Bref, c’est le monde à l’envers : ce sont désormais les victimes potentielles d’actes criminels qui doivent s’identifier grâce à leurs données biométriques. Pour obtenir cette sécurité, peut-être illusoire, nous fournissons à de grandes corporations informatiques ces données. Car il serait naïf, étant donné les pratiques notoires de collecte de données ou d’espionnage de Microsoft, de Google et d’Apple, de croire que ces données ne quittent pas nos ordinateurs et nos téléphones mobiles, et ne sont pas collectées par ces grandes corporations, qui peuvent les utiliser à des fins de surveillance, ou les fournir à des corps policiers et des agences de renseignement, si bien que c’est nous qui sommes de plus en plus traités comme des criminels ou des suspects, et que nous sommes tous « fichés ». Je ne parle même pas de ce que nos banques, les entreprises spécialisées dans le commerce en ligne et nos gouvernements pourraient faire des données accumulées sur nous, quand l’authentification biométrique se généralisera, ou quand l’identité numérique devra être utilisée pour faire toutes sortes de choses, en ligne ou en personne, par exemple faire un achat en ligne ou dans un commerce, se connecter à internet, ouvrir la porte d’un édifice, utiliser les transports en commun, démarrer sa voiture ou entrer chez soi.

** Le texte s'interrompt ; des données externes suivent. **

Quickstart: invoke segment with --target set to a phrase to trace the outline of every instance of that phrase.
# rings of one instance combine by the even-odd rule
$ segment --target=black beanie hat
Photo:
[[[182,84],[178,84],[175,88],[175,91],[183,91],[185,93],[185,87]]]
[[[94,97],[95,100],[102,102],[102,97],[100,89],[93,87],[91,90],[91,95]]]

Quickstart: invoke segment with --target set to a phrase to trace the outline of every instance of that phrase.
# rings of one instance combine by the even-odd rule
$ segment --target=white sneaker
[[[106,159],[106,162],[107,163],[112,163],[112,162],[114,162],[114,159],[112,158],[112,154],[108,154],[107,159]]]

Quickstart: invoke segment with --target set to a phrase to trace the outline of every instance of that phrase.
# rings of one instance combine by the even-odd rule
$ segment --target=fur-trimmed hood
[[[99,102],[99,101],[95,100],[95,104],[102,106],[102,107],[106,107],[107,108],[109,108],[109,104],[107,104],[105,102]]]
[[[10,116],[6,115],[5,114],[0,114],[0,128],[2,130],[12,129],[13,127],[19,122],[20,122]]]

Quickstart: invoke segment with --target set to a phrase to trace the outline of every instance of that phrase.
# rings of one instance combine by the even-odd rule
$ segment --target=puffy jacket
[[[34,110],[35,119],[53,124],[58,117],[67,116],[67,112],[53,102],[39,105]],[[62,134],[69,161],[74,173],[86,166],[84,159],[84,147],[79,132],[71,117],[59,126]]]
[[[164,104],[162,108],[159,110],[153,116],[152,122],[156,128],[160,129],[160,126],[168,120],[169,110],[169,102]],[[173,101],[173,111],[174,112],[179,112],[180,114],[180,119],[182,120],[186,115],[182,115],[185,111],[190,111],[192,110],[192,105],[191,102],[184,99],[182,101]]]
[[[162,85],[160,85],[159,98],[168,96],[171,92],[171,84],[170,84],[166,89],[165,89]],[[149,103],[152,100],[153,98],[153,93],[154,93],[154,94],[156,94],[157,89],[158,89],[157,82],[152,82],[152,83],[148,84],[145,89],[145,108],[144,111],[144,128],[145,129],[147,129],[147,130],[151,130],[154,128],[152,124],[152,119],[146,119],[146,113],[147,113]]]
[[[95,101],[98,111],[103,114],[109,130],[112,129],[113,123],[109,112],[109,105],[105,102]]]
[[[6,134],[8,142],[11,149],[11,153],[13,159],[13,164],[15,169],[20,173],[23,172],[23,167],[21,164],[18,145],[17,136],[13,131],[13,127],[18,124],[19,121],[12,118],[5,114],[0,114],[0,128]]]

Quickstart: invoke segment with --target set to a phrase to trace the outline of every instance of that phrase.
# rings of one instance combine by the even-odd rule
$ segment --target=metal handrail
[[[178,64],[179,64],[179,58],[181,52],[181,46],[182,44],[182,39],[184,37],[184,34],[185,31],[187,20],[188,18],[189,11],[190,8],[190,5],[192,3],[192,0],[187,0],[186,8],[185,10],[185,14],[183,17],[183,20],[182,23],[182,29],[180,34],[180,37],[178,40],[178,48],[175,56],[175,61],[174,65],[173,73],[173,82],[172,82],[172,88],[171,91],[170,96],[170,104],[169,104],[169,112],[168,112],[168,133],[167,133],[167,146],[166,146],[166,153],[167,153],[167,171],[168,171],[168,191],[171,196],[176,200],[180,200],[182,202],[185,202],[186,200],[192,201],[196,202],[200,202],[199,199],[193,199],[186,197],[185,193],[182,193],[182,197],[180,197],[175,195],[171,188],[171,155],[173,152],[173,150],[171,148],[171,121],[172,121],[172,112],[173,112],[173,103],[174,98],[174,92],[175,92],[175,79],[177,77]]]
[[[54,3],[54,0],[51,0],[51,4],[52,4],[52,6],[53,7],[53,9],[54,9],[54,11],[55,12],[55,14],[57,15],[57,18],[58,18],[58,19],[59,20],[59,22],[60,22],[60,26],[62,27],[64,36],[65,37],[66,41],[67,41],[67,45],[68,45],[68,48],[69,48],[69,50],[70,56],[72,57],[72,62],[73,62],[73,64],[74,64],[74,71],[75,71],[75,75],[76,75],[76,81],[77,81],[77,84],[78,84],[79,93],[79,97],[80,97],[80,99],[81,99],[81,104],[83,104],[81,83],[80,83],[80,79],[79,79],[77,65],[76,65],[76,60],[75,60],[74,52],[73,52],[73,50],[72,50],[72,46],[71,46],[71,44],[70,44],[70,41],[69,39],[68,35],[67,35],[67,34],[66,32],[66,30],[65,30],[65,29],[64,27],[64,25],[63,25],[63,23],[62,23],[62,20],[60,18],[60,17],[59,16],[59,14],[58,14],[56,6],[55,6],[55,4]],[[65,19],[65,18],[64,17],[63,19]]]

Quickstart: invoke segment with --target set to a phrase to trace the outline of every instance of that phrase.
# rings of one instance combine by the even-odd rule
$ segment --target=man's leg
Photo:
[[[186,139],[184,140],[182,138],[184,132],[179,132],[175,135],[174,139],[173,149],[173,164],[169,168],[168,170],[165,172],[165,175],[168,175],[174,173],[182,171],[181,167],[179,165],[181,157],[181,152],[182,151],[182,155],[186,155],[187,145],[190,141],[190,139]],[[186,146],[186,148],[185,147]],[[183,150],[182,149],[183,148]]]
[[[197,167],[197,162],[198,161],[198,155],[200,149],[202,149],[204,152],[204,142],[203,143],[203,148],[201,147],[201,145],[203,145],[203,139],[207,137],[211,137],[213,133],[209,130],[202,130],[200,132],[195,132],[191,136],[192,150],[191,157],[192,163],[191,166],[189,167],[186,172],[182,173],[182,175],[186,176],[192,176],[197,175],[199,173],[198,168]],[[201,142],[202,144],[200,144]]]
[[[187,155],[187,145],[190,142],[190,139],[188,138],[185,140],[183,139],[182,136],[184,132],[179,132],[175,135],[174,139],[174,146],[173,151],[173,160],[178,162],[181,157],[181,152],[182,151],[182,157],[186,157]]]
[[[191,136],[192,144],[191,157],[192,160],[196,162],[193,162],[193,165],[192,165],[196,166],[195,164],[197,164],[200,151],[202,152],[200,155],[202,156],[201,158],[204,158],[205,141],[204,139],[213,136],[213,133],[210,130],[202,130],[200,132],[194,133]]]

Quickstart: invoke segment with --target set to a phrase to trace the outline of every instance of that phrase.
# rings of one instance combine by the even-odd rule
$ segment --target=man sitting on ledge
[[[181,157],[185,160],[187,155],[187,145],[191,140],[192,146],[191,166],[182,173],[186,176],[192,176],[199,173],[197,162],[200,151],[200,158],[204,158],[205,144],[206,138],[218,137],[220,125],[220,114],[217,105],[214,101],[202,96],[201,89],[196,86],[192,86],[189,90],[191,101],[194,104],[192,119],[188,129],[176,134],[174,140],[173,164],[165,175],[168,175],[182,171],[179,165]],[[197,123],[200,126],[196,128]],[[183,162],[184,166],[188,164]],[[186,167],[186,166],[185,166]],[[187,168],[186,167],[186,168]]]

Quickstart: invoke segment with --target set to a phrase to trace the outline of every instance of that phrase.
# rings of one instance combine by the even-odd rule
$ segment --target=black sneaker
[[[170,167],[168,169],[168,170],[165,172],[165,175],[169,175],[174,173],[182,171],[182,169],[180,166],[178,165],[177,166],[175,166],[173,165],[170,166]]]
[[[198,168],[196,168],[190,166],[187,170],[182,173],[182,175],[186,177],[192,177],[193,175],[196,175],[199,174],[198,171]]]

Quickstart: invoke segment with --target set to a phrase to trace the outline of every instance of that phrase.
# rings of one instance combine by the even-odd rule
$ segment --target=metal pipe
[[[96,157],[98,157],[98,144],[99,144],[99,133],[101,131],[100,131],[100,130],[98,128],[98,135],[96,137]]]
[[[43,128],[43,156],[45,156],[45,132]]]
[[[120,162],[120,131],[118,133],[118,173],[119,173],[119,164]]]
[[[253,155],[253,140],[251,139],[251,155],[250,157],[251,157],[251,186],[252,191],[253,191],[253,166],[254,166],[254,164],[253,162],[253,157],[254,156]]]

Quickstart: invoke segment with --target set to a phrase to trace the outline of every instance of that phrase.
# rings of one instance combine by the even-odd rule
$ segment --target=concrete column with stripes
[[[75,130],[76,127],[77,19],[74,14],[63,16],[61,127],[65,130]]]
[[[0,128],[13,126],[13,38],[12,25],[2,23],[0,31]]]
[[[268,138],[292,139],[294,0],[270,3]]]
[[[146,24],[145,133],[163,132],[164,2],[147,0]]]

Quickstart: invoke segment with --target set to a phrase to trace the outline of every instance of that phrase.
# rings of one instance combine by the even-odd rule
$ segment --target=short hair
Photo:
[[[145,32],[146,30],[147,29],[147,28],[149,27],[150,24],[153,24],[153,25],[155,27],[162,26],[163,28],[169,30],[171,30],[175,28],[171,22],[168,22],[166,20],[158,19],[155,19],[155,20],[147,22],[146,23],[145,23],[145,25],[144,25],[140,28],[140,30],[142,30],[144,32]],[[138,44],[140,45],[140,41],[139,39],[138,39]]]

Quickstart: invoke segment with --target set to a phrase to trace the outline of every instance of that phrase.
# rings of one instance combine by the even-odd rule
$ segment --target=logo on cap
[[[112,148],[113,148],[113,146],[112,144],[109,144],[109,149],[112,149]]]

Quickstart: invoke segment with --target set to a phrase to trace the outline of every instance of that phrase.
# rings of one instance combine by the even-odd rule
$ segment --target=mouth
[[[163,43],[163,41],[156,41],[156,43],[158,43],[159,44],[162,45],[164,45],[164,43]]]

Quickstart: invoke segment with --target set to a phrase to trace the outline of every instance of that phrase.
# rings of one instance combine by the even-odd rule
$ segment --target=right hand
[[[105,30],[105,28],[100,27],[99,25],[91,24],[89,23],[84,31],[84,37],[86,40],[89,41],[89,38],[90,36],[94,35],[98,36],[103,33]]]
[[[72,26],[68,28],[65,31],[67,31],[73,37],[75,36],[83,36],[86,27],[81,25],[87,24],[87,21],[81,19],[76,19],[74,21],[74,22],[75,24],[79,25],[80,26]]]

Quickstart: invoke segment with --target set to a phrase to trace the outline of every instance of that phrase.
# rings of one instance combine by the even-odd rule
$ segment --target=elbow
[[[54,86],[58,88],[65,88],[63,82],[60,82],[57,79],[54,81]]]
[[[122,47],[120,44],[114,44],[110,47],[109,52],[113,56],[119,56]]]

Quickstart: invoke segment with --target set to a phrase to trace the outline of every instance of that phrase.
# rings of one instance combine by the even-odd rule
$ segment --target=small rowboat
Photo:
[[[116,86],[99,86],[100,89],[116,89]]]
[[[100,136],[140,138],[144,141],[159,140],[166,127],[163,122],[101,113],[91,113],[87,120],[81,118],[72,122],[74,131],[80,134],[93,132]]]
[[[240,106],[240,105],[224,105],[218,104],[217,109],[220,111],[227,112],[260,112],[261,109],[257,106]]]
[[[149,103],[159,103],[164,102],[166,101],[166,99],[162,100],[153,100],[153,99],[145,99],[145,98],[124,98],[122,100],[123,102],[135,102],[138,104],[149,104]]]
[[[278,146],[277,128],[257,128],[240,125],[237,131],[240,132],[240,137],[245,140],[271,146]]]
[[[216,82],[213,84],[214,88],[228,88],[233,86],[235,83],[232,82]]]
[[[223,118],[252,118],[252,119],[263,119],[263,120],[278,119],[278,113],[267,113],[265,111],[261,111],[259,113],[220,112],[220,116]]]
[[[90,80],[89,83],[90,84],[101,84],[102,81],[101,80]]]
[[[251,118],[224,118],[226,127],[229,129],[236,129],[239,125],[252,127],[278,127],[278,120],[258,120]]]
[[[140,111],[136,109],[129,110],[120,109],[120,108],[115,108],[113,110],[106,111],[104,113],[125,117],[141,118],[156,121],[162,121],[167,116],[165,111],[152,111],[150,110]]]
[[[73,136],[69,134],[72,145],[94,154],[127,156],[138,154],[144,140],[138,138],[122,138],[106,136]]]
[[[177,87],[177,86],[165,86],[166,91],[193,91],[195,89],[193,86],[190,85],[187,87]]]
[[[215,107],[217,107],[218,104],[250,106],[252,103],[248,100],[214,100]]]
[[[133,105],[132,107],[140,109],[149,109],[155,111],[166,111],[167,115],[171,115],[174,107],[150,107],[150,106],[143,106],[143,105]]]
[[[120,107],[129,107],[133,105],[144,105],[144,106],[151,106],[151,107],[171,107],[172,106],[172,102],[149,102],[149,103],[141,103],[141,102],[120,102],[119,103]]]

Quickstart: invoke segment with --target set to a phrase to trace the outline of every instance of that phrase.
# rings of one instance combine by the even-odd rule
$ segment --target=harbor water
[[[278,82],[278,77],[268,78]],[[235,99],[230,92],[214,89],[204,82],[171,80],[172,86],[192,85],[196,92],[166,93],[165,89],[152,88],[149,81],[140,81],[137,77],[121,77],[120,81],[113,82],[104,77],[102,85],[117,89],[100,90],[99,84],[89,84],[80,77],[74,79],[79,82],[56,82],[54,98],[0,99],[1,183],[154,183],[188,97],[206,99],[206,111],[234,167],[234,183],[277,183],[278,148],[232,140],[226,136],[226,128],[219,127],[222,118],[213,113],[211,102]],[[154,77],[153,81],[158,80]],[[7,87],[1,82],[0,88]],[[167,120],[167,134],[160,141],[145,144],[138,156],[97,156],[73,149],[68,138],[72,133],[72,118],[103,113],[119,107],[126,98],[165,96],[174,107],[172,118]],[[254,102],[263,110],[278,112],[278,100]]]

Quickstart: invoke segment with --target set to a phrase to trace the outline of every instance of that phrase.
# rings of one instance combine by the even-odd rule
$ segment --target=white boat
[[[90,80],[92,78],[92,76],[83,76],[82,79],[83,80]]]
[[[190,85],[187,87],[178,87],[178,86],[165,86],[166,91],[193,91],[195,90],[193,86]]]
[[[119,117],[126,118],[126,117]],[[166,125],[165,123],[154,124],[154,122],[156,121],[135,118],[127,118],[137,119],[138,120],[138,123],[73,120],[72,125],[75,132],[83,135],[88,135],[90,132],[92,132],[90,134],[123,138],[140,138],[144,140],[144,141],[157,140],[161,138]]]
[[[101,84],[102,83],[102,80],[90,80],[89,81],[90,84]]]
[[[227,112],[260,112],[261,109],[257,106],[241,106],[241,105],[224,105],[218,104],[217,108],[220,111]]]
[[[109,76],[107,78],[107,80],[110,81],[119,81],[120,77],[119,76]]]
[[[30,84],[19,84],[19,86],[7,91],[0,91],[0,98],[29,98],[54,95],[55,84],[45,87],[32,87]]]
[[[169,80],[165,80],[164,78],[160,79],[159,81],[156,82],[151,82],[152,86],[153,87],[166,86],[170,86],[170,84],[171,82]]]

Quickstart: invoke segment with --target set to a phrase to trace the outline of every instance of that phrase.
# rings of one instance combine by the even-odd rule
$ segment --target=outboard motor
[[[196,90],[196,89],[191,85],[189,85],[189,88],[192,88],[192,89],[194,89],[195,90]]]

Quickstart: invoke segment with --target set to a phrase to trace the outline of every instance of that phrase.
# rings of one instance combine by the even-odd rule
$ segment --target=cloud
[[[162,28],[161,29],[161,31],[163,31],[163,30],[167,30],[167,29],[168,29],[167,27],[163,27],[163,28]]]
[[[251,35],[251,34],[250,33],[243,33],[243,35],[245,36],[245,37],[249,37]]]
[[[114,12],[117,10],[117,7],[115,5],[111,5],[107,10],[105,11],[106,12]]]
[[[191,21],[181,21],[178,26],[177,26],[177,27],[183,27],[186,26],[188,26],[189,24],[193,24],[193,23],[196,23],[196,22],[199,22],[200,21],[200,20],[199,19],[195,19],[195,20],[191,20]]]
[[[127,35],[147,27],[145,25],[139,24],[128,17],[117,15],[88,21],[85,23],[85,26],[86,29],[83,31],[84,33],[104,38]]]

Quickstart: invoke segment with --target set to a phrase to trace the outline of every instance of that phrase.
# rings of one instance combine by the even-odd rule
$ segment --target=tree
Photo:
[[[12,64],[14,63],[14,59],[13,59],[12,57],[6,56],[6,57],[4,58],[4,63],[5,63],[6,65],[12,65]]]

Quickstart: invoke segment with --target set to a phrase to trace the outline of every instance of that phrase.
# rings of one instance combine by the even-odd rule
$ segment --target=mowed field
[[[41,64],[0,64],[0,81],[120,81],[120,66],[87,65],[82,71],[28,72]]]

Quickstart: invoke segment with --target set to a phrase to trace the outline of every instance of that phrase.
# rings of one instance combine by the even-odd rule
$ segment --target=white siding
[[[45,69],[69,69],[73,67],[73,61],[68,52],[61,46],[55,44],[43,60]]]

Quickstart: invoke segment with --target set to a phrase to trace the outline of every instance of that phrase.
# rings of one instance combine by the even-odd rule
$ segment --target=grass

Voilà qui permettrait à nos gouvernements et aux grandes corporations qui contrôlent de plus en plus tout ce qui existe dans nos sociétés, d’exercer sur nous une surveillance policière ou même carcérale. De telles transformations n’auraient pas tant pour effet de nous protéger contre les cybercriminels, que de permettre à ces entités – dont il est légitime de nous demander si elles sont criminelles, considérant le peu de cas qu’elles font des constitutions et des lois de nos pays – de nous traiter comme des suspects, des criminels ou des prisonniers, avant même que nous ayons eu l’intention de commettre un crime, sans que nous ayons été accusés de quoi que ce soit, sans que nous ayons eu l’occasion de nous défendre devant un tribunal, et sans que celui-ci ait rendu un verdict de culpabilité. Par crainte des cybercriminels, nous nous mettrions à la merci des entités, qui pourraient devenir nos geôliers, en ligne ou dans le monde réel, si l’envie leur en prenait ; et qui pourraient utiliser les données biométriques dont ils disposent pour préparer des coups montés et nous attribuer, sans autre forme de procès, des actes répréhensibles que nous aurions commis. Non seulement ce serait marcher sur la tête, mais ce serait opter pour un mal pire que celui que nous voudrions éviter, sans être certains d’y parvenir.